CLEVELAND — Getting glamour products these days costs a pretty penny: $40 for a Chanel lipstick, $88 for Tom Ford foundation, you can even spend $100 for Surrat eye shadow.
It’s no wonder ladies looking for glam bypass department stores for social media sites that openly advertise knockoffs. Sometimes they find themselves at flea markets, where counterfeiters sell fakes in plain sight all around the world.
“I took the opportunity to get fake versions of all the actual expensive makeup products,” blogger OhemgeeitsMaya confessed. “I want because, let’s be real here, who the hell has enough money to buy the real versions of all of these?”
That’s why, as quickly as law enforcement seizes the fakes, they show up again.
In fact, Daniel Boerio, Import Specialist with U.S. Customs and Border Protection, tells us Cleveland is one of the top five ports for seizures, along with Chicago, New York City, Houston and Miami.
“The problem isn’t the loss of revenue,” Boerio said. “It’s the fact that people are going to die or get hurt using the fake cosmetics.”

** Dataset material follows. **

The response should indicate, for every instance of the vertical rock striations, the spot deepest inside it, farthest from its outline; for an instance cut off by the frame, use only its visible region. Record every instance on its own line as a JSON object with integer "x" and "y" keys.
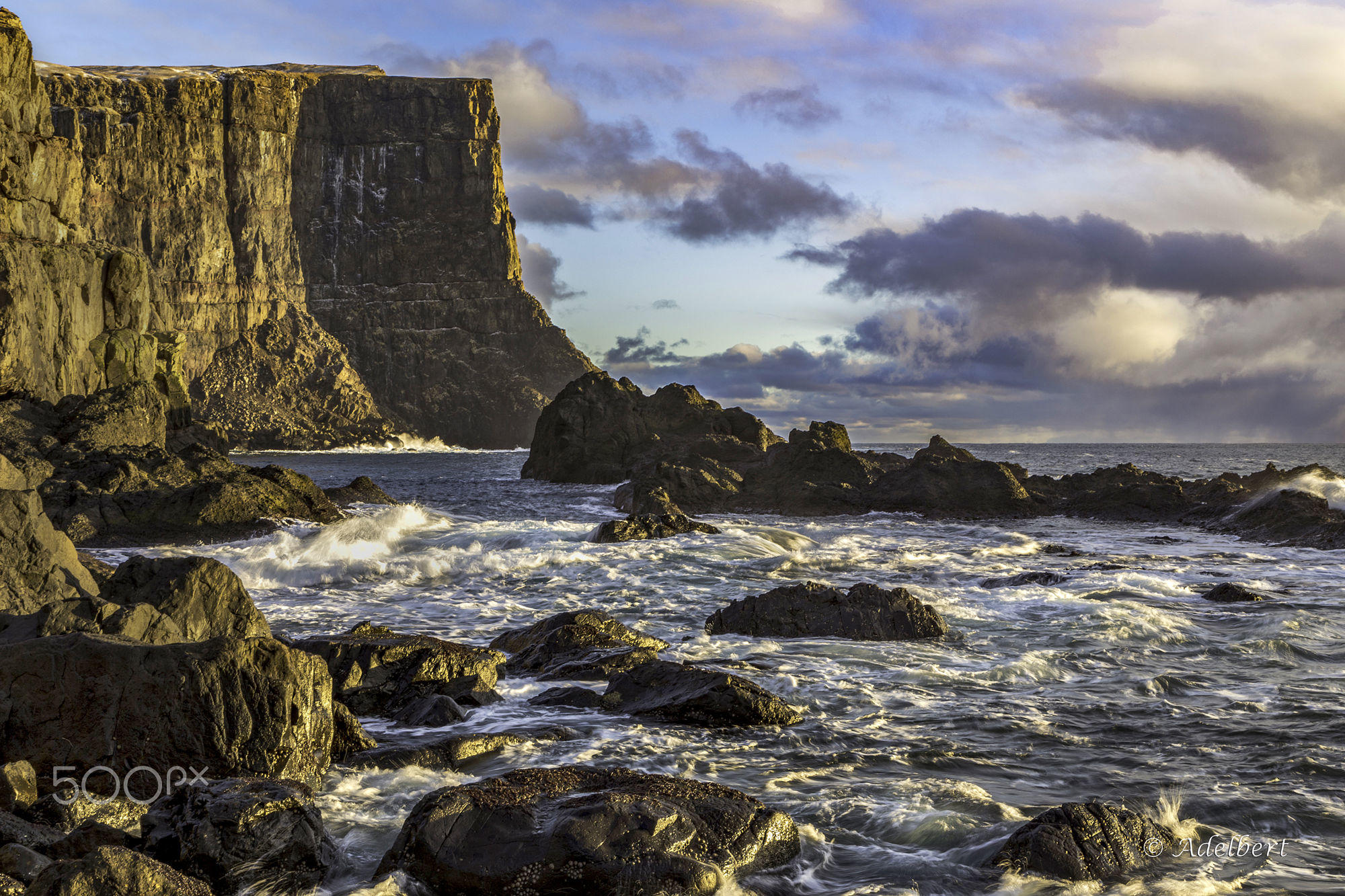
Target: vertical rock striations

Think he’s exaggerating? The Anit-Counterfeit Network Africa points out in their “Don’t Be Fake” program what happened to a woman in Africa after using a counterfeit moisturizer.
Los Angeles beauty blogger Sarah Tayna was not pleased with the aftermath of using a counterfeit designer eye shadow.
“I have an eye infection,” she said. “And it just got progressively worse throughout the day.”
The problem is so pervasive that Netflix recently made a documentary on the dangers, called “Broken.”
But don’t just take their word for it. When my colleague Rachel Polansky bought a MAC foundation from a random website it arrived from China. She sent it to global testing lab Princeton Consumer Research in the U.K., and what they found was not very pretty: Large quantities of lead, aluminum, mercury, and rat droppings!
So how do you spot the fakes? Well, when a something like a MAC foundation that normally sells for $38 is online for $4 you’re not getting the real thing. Inconsistencies in packaging are also a giveaway as well as misspellings. You can also tell by smell.
“Products from China have a very petroleum based smell,” Boerio said. “If they are using paint thinner you are going to smell it in the merchandise.”
So here’s the deal: All of us like a discount, but these kind of savings are a high price to pay just to look pretty.
“I’m not encouraging you to buy fake makeup and use it on yourself. It’s very dangerous,” OhemgeeitsMaya said. “I’m just a risk taker.”